Now what?

So the confluence  of a number of factors has created a something of a gap in my life. The factors are as follows:

Due to being sick when I had otherwise planned to update my resume and apply for a full-time job at my workplace, I missed out on that particular opportunity (I have reason to believe that I would have been in the running for the position, had I applied for it).  Although I can likely make enough money working casually to pay my rent and meet my basic needs, it’s highly unlikely that I’ll earn enough money any time soon to do that and save up the tuition I need for my remaining classes.  Consequently, I seem to have a bit of time on my hands, and I won’t be filling that time up with academic work in the foreseeable future.

So, given that:

  • I’m not working full-time
  • I seem to be able to keep the bills paid at the moment, so I don’t need to go looking for another part-time job (not yet, anyways)
  • I won’t have academic work to worry about (for the first time in too many years),
  • …and there’s a really good chance that even the cat would appreciate it if I got a life, or a hobby, or both, so she could watch the traffic outside in peace

I’ve started to consider the idea that now might be as good of a time as any to develop my “hobbies”.  I’m even entertaining the wild thought of getting into my “arts” (dancing, music, creative writing, visual arts, photography, and experimental programming) and/or teaching yoga more seriously. No shit!
I’m also kind of hoping that when I explore any of the aforementioned options, I might even stumble upon a vocation that makes me happier than academia evidently did (indulging my intellectual ambitions while simultaneously reaching the limits of my sanity and living like a pauper wasn’t nearly as fun – or fulfilling – as comic books and movies made it seem; it turns out Maslow and Marx might have been onto something, while Plato gave me false hope).

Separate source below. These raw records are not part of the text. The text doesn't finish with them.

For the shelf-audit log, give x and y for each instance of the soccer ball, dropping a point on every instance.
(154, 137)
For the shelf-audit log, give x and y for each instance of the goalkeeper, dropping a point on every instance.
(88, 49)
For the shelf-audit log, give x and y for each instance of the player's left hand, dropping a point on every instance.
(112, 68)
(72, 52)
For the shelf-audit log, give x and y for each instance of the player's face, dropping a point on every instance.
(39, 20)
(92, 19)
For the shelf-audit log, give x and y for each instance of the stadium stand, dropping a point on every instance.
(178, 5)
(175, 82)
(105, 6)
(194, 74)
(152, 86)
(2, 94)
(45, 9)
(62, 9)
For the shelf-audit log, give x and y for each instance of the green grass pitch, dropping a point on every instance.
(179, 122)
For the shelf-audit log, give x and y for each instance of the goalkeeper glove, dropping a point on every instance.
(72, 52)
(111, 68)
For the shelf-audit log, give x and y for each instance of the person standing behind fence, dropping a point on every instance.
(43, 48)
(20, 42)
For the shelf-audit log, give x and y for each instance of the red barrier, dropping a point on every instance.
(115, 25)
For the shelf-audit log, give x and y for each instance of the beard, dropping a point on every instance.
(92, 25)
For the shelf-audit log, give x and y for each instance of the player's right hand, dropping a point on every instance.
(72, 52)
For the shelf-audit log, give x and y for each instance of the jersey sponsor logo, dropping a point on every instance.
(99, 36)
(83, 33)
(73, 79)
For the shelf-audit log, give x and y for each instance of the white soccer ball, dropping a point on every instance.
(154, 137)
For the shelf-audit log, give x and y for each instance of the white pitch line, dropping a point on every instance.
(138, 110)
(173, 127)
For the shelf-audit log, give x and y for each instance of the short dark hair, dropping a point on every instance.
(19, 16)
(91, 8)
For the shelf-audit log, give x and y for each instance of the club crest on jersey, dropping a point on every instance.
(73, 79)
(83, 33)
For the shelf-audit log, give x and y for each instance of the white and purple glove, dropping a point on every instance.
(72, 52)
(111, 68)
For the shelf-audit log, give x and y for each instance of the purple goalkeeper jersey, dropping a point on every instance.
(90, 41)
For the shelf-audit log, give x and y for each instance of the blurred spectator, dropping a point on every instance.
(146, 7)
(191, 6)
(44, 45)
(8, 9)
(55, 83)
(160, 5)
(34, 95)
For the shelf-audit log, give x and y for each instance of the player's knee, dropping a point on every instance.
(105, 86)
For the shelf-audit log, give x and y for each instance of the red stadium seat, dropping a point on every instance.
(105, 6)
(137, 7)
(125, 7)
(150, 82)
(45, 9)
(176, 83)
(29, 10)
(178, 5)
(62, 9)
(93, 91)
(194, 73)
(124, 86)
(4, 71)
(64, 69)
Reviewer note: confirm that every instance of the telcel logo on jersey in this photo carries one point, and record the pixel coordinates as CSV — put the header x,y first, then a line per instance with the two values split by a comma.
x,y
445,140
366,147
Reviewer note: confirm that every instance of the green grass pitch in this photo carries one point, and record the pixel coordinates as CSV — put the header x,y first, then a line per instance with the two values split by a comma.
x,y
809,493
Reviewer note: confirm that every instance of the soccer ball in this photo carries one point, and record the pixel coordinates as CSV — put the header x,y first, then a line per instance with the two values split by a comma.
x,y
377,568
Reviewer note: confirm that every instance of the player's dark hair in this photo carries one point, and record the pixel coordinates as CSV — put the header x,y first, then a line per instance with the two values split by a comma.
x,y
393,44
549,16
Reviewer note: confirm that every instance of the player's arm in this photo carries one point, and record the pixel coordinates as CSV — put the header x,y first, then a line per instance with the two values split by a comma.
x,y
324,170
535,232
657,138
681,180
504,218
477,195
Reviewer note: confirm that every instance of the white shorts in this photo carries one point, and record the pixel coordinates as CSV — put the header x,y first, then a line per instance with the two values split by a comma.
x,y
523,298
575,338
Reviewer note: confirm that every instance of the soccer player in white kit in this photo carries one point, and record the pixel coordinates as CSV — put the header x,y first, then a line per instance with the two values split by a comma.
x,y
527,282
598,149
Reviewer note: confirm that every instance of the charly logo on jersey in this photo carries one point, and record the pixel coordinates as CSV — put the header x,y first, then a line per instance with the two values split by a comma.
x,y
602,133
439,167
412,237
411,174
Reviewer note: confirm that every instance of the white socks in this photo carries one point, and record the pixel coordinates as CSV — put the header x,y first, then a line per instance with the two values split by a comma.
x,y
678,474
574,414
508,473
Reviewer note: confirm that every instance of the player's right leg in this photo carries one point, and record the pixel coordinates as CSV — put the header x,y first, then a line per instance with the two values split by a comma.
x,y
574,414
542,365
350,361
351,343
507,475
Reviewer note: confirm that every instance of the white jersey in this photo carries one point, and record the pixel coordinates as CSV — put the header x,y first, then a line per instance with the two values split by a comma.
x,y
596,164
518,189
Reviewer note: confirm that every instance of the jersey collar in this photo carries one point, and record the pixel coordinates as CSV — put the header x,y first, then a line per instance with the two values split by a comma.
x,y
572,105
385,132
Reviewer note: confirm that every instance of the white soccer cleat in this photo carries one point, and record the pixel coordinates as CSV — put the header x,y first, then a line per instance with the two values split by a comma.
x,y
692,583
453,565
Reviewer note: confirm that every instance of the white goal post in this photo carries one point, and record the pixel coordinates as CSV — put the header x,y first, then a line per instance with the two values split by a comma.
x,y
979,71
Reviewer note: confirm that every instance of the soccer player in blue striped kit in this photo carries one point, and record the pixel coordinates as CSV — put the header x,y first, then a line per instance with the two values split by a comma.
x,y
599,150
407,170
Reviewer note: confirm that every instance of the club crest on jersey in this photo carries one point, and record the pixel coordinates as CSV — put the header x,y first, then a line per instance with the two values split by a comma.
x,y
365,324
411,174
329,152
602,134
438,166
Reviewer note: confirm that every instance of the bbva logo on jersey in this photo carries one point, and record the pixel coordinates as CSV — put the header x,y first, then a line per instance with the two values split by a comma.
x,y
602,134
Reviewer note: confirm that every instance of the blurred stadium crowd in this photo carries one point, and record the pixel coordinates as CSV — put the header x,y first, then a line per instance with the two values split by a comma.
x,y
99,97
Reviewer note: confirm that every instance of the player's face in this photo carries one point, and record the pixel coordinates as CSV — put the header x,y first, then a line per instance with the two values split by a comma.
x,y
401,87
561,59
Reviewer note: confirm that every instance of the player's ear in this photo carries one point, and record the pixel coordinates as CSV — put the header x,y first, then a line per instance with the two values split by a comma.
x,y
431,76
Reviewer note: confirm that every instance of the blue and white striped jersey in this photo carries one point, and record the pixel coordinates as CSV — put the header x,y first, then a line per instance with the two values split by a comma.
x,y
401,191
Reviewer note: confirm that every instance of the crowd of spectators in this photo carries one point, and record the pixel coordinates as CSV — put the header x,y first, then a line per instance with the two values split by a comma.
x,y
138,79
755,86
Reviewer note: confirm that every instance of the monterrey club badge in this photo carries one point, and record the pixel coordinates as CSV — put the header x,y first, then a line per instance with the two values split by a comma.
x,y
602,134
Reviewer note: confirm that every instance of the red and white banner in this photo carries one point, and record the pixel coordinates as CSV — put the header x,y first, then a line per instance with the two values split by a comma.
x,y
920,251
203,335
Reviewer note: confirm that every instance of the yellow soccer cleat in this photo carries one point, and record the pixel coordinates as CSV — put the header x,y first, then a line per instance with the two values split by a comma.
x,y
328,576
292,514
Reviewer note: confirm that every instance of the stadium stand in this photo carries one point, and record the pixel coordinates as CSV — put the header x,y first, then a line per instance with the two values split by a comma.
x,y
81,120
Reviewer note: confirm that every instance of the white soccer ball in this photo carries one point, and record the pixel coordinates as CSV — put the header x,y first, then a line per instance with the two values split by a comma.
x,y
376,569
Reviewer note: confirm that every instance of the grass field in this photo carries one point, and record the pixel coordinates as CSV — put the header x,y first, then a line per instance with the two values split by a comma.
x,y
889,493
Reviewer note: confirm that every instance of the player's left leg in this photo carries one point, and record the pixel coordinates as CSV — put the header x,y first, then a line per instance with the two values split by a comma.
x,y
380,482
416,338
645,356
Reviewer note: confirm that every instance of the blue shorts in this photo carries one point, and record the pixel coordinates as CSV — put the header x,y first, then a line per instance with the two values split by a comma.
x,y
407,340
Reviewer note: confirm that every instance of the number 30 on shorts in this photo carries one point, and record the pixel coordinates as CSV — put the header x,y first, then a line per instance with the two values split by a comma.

So it turns out that when I grow up, I want to be an artist/yoga teacher. I get the last laugh, government/society; you’re never getting your money/investment back, nor will I ever be a role-model for poor kids everywhere that you can “beat the system” while working within it (although I’ll be damned if I don’t teach the economically/socially disadvantaged kids – many of whom also have psychological problems and struggle with addictions – with whom I work in my day job  everything I know about how to survive in it, as a person in the margins).

Once a jaded punk, always a jaded punk, it seems.